My aunt and cousin had been on a visit in the neighbourhood, and overnight Mr Fyall had kindly sent for them to receive my last sigh, for to all appearance I was fast going. Oh, the gratitude of my heart, the tears of joy I wept in my weak blessedness, and the overflowing of heart that I experienced towards that almighty and ever-merciful Being who had spared me, and brought me out of my great sickness, to look round on dear friends, and on the idol of my heart, once more, after all my grievous sufferings! I took Mary’s hand—I could not raise it for lack of strength, or I would have kissed it; but, as she leant over me, Fyall came behind her and gently pressed her sweet lips to mine, while the dear girl blushed as red as Aaron Bang’s face. By this my aunt herself had come into the room, and a warm congratulations, and last, although not least, Timothy Tailtackle made his appearance in the piazza at the window, with a clean, joyful, well shaven countenance. He grinned, turned his quid, pulled up his trowsers, smoothed down his hair with his hand, and gave a sort of half-tipsy shamble, meant for a bow, as he entered the bedroom.

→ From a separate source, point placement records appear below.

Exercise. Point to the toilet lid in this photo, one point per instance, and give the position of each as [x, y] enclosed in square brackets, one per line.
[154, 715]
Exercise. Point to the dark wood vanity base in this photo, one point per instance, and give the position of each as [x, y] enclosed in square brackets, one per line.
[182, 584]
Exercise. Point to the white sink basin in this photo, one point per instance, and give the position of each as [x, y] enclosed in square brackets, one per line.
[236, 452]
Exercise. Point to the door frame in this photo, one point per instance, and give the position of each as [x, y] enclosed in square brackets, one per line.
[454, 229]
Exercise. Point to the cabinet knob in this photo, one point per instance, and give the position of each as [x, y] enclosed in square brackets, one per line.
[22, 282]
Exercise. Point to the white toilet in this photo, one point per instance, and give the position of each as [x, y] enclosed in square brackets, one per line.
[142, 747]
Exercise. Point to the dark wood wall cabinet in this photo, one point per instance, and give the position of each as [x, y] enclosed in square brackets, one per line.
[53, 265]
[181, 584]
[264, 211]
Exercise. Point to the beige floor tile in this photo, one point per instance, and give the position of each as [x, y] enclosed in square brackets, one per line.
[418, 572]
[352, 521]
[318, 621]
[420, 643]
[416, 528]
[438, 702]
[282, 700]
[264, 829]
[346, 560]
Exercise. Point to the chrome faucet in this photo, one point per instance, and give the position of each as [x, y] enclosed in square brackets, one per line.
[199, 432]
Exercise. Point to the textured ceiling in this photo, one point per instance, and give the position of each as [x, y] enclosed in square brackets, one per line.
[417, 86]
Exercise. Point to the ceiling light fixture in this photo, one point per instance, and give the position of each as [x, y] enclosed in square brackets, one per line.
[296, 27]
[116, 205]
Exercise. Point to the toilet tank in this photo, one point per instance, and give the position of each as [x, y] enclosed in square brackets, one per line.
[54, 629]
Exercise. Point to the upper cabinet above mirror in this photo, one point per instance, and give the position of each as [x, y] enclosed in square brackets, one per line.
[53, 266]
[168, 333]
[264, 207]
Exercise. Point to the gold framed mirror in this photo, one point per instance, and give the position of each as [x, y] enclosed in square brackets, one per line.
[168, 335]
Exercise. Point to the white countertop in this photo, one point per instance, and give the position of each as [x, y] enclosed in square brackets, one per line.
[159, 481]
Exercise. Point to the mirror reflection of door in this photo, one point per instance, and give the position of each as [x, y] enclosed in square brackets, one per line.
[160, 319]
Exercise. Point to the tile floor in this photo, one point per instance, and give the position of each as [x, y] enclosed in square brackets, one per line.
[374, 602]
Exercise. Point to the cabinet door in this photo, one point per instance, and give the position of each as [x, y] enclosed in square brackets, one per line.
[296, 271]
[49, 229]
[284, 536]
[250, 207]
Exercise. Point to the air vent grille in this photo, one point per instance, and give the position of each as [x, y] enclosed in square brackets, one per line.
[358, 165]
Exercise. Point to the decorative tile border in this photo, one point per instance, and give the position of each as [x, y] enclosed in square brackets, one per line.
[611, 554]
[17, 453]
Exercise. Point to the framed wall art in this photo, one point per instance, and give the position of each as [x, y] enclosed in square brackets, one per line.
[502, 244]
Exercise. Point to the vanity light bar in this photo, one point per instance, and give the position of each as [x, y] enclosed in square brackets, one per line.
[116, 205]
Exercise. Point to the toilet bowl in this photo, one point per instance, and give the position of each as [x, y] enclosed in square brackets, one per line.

“You have forereached on Davy this time, sir. Heaven be praised for it! He was close aboard of you, howsomdever, sir, once or twice.” Then he bowed round the room again, with a sort of swing or caper, whichever you choose to call it, as if he had been the party obliged. “Kind folk, these, sir,” he continued, in what was meant for sotto voce, and for my ear alone, but it was more like the growling of a mastiff puppy than any thing else. “Kind folk, sir—bad as their mountebanking looked the first night, sir—why, Lord bless your honour, may they make a marine of me, if they han’t set a Bungo to wait on us, Bill and I, that is—and we has grog more than does us good—and grub, my eye!—only think, sir—Bill and Timothy Tailtackle waited on by a black Bungo!” and he doubled himself up, chuckling and hugging himself, with infinite glee.

“All now went merry as a marriage bell.” I was carefully conveyed to Kingston, where I rallied under my aunt’s hospitable roof, as rapidly almost as I had sickened, and within a fortnight, all bypast strangeness explained to my superiors, I at length occupied my berth in the Firebrand’s gunroom, as third lieutenant of the ship.